Being prepared for storm season goes beyond buying batteries and stocking up on bottled water - it starts right within your home or business by asking yourself “Where will I be when disaster strikes?” No one likes to imagine the unthinkable, but the facts are clear that global warming is causing natural disasters to occur more frequently, and with increased intensity across the United States than at any time in U.S. history. In Florida, deadly hurricanes and tornados are simply a fact of life.

During a hurricane or tornado, windborne debris ranging from broken building materials to common household items can become deadly flying missiles.
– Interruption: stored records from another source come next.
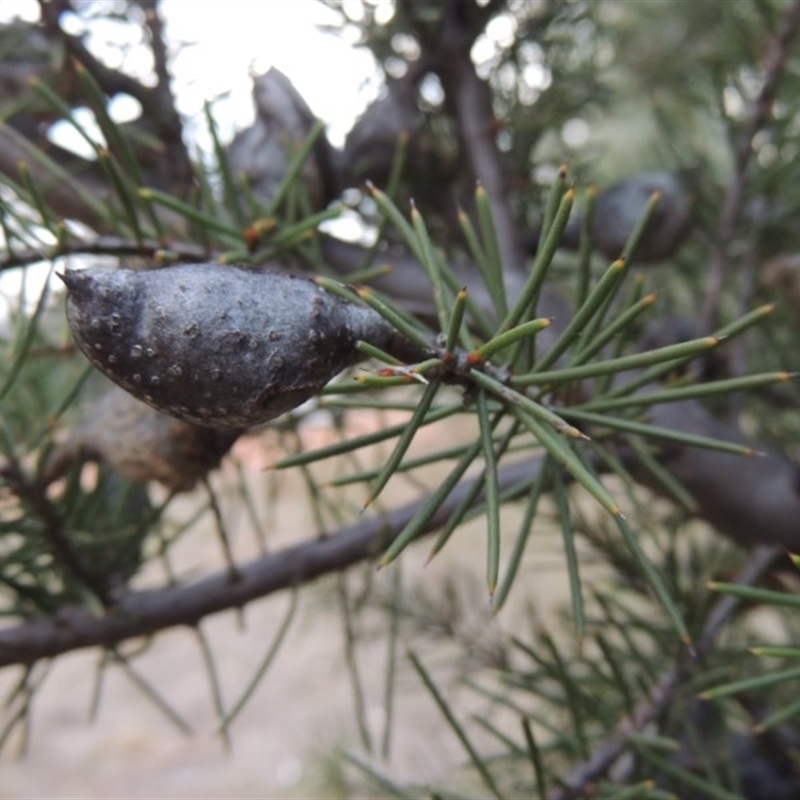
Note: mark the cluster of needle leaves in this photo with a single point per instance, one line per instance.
(559, 402)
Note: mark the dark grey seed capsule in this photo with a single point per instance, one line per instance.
(277, 339)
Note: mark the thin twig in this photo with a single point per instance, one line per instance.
(66, 557)
(148, 612)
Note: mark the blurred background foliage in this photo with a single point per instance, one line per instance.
(605, 700)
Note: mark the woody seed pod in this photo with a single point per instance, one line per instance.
(220, 346)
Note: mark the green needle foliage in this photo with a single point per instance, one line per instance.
(534, 393)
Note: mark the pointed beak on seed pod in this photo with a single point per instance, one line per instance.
(220, 346)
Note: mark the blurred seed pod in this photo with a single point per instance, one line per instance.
(141, 444)
(263, 151)
(219, 346)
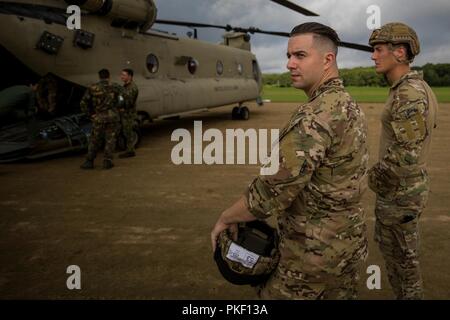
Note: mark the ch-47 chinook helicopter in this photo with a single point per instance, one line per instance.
(175, 75)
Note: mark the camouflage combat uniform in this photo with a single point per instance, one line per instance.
(401, 181)
(46, 94)
(316, 197)
(100, 103)
(128, 114)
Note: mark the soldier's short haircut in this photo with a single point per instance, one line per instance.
(103, 74)
(320, 32)
(129, 71)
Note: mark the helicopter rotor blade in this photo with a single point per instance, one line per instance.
(192, 24)
(254, 30)
(296, 8)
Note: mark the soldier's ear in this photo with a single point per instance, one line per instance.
(400, 53)
(329, 60)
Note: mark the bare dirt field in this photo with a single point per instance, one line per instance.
(141, 230)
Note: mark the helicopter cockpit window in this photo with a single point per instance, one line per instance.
(152, 63)
(192, 65)
(219, 67)
(240, 68)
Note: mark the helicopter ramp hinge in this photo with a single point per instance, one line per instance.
(83, 39)
(49, 42)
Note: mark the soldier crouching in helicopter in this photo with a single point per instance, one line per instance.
(128, 113)
(46, 94)
(17, 103)
(100, 103)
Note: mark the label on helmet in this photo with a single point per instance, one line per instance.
(241, 255)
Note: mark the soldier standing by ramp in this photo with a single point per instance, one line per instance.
(316, 194)
(100, 104)
(128, 113)
(400, 178)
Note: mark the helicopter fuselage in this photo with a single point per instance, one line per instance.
(174, 75)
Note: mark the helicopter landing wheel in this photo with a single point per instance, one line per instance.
(240, 113)
(244, 113)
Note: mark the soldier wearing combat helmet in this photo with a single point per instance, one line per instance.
(400, 179)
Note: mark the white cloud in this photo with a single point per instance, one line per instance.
(348, 17)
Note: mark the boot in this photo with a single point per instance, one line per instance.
(107, 164)
(127, 154)
(88, 164)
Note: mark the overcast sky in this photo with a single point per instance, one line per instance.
(430, 19)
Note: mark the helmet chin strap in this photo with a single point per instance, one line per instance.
(402, 61)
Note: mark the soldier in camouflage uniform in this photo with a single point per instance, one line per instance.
(400, 178)
(128, 113)
(46, 93)
(100, 104)
(316, 194)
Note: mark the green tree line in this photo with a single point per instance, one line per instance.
(437, 75)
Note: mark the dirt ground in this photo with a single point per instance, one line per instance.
(141, 230)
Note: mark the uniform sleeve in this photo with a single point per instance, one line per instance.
(301, 150)
(85, 102)
(131, 97)
(409, 115)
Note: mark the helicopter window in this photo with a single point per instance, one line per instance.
(256, 71)
(219, 67)
(192, 65)
(152, 63)
(240, 68)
Unfortunately, masonry, framing and sheet rock alone are not designed to stop this kind of threat. If a tornado suddenly appears, or a hurricane lands close to home, it is critical to have a safe, close, and secure place that is easily accessed.
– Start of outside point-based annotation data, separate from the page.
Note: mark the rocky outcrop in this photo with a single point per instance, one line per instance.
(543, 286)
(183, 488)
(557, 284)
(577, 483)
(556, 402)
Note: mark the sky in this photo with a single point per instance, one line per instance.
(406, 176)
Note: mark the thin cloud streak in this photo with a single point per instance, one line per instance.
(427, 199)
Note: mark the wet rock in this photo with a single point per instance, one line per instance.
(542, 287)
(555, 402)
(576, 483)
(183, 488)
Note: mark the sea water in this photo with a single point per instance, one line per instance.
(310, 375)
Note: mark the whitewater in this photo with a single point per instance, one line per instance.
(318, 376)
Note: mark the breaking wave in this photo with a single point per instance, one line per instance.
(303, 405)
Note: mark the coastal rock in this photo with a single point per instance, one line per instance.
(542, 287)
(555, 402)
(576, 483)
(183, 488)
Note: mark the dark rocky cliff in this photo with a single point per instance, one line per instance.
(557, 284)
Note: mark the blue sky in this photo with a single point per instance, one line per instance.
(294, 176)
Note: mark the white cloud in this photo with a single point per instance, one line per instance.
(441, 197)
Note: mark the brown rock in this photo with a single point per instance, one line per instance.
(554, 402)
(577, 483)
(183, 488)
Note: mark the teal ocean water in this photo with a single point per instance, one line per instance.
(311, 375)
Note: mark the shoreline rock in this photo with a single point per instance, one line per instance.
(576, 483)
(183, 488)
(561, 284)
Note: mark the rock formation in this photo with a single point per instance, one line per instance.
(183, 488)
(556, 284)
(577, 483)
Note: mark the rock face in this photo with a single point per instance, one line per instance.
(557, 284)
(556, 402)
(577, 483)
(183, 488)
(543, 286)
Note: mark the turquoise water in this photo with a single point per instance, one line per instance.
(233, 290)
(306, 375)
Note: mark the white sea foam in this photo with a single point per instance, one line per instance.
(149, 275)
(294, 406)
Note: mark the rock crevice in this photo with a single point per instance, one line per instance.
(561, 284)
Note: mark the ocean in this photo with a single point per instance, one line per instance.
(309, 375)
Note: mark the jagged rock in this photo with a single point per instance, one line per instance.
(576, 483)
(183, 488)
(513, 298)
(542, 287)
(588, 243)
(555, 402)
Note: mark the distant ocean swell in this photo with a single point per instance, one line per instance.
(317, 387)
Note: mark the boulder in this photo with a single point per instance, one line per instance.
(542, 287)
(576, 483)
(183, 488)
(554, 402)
Not knowing when or where a tornado may strike makes them especially dangerous. This fact alone can reduce the chances that you will have the time to look around for adequate shelter in the moments a tornado approaches. Windsor and Florence can provide you, your family, and your employees with a secure, sheltered environment that has the protection you will need during these storms, right in your own home or office.

small hurricane, 34448 Homosassa Springs, Hernando County, Florida

Retrofitted Safe Rooms

Retrofitted storm shelter construction involves building a new, free-standing room within an existing room. Often times certain window-less rooms located near the center of the building such as: bathrooms, walk-in storage closets, walk-in pantries, or extra space in the garage can serve more than one purpose and be modified as a secure safe room. This method makes more efficient use of existing space, but will generally result in a small loss of floor, interior wall, and ceiling height space. In many of today’s homes and businesses this slight loss of space will hardly be noticed or missed.
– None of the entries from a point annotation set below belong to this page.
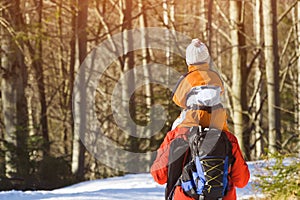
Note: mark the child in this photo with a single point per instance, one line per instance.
(200, 89)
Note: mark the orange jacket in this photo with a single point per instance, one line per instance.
(238, 174)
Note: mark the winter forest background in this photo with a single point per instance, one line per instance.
(255, 46)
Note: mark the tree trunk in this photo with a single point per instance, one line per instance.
(239, 76)
(13, 84)
(78, 147)
(38, 66)
(258, 80)
(272, 73)
(298, 69)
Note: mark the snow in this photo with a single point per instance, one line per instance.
(128, 187)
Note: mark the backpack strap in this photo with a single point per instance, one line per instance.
(209, 109)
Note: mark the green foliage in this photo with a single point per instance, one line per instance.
(282, 177)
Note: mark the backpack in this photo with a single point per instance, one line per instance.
(199, 164)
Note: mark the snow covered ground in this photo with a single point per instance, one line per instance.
(128, 187)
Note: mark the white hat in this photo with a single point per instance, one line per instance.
(197, 52)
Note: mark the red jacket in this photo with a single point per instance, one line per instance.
(238, 174)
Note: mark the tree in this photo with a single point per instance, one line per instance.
(272, 73)
(13, 85)
(298, 69)
(78, 147)
(239, 75)
(257, 116)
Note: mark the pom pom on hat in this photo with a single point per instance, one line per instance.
(197, 52)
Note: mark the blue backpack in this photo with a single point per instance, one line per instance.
(200, 164)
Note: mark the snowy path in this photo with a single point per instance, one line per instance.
(129, 187)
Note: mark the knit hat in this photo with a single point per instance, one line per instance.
(197, 52)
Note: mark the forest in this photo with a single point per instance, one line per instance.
(86, 84)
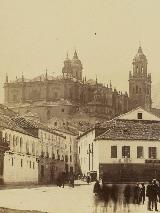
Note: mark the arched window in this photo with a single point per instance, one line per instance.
(21, 144)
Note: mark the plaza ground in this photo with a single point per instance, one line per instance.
(53, 199)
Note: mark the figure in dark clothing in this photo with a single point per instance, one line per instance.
(149, 194)
(97, 188)
(159, 192)
(72, 180)
(155, 194)
(127, 194)
(105, 195)
(136, 198)
(88, 179)
(59, 181)
(114, 196)
(63, 179)
(142, 193)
wood safe room in inverness, 34452

This new freestanding safe room will be structurally separate from the surrounding house or building and not be attached to any existing walls or ceiling – it will only be anchored to an adequately poured concrete floor so that even if the surrounding building is destroyed to the foundation, the storm shelter will remain intact - thus offering "Near Absolute Protection" to the occupants. This method involves modifying and making all changes necessary to strengthen an existing room or area of a home or office so that it will provide the required resistance to wind forces, and windborne debris impact according to FEMA 320 (Federal Emergency Management Agency).

small tornado, 34431 Sugar Mill Woods, Citrus County, Florida

Storm Shelter Additions

New additions generally cost slightly more than retrofitting, but if space is tight from the onset, a new addition will give you the flexibility of adding additional square footage for possibly a new bathroom or walk-in closest that is specifically built as a safe room. When undertaking the adventure of altering your existing home or office to construct a safe room, it is often a great time to build just a little more additional space for other living needs as well – a new den, larger kitchen etc. If zoning permits, a garage addition, or carport will also be an ideal location for a safe room.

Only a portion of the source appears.